Hoewel er niet of nauwelijks permanente effecten op het woongenot zijn te verwachten, en de effecten van de aanleg met name tijdelijk van aard zijn, is beschouwd welke maatregelen mogelijk zijn om het woongenot beter te behouden of te verbeteren.
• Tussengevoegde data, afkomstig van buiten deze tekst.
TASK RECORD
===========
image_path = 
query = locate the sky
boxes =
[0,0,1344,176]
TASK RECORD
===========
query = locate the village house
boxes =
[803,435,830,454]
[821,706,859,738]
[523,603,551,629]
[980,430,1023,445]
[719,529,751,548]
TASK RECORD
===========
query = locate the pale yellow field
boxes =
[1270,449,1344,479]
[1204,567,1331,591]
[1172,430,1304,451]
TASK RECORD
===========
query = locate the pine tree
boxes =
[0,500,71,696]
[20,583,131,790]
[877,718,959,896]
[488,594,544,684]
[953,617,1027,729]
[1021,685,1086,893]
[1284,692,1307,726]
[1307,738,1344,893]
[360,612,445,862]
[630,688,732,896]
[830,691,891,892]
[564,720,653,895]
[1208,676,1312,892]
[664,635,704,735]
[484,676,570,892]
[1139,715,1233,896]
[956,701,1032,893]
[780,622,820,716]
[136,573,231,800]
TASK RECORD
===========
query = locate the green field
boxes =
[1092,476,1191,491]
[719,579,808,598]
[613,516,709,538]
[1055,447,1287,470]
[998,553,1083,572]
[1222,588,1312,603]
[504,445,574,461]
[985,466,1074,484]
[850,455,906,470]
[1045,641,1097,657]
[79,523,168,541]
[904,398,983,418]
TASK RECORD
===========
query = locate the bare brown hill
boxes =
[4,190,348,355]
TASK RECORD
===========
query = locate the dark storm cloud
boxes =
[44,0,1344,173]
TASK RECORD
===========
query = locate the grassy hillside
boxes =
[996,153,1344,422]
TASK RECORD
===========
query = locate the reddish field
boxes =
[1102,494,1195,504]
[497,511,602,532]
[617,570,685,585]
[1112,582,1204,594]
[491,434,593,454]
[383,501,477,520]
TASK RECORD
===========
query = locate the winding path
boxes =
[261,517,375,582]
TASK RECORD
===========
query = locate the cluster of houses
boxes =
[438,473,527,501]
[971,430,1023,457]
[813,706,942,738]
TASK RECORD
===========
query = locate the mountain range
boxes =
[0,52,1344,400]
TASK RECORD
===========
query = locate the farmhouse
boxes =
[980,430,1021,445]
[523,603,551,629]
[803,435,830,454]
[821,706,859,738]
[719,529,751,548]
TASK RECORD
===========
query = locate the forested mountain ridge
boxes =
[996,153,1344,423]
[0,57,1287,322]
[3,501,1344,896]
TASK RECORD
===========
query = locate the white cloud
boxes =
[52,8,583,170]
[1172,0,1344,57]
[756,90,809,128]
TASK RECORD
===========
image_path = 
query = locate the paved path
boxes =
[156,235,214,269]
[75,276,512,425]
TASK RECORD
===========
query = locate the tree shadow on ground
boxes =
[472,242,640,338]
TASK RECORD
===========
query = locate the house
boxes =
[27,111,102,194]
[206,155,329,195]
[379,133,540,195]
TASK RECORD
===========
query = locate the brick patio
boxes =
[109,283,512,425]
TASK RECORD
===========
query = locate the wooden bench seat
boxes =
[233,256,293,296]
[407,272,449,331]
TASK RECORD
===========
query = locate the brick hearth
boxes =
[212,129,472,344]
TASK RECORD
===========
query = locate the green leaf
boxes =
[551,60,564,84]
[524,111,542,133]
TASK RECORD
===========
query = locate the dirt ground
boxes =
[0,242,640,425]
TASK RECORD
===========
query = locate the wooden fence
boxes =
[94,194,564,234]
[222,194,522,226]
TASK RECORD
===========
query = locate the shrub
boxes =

Het betreft suggesties voor maatregelen die genomen kunnen worden aanvullend op de optimalisatie van het VKA tot DO.

  • Diverse maatregelen voor natuur- en groenbeleving zoals het realiseren van een flower power dijk [5] , minder steenbekleding en meer gras toepassen, en natuurinclusief bouwen, medegebruik binnenberm (bijvoorbeeld in de vorm van een dijkpark zoals in Vuren voorgesteld).

  • Maatregelen voor meer rustbeleving zoals wandelroutes niet direct langs woningen leggen (bijvoorbeeld in de Herwijnense Bovenwaard en het oostelijk deel van de Woelse Waard), een versmald wegprofiel zodat automobilisten minder hard rijden (zie Gastvrije Waaldijk).

  • 1 Voor woningen geldt een maximale afstand van 25 meter van de teen van de nieuwe dijk, voor monumenten geldt een maximum afstand van 150 m van de teen van de nieuwe dijk.
  • 2 De exacte ligging ten opzichte van de dijk (zowel in hoogte als in afstand ten opzichte van de dijk) verschilt per woning.
  • 3 De aanwezigheid van een nieuwe openbare beheerstrook op locaties waar nu geen beheerstrook is kan bij deze  situaties mogelijk wel leiden tot een verminderd woongenot.
  • 4 In verband met zetting is de initiële ophoging van de dijk 20 tot 50 cm hoger dan de uiteindelijke hoogte van de dijk na realisatie.
  • 5 Een bloemrijke dijk, waarbij de eerste paar jaar enkel gras groeit zodat de grasmat goed ontwikkeld. Vervolgens wordt de dijk ingezaaid met een inheems bloemrijk grasmengsel uit een lokaal natuurlijk grasland met de gewenste soortensamenstelling. De soorten zijn echte nectarsoorten en daarmee geschikt zijn voor insecten.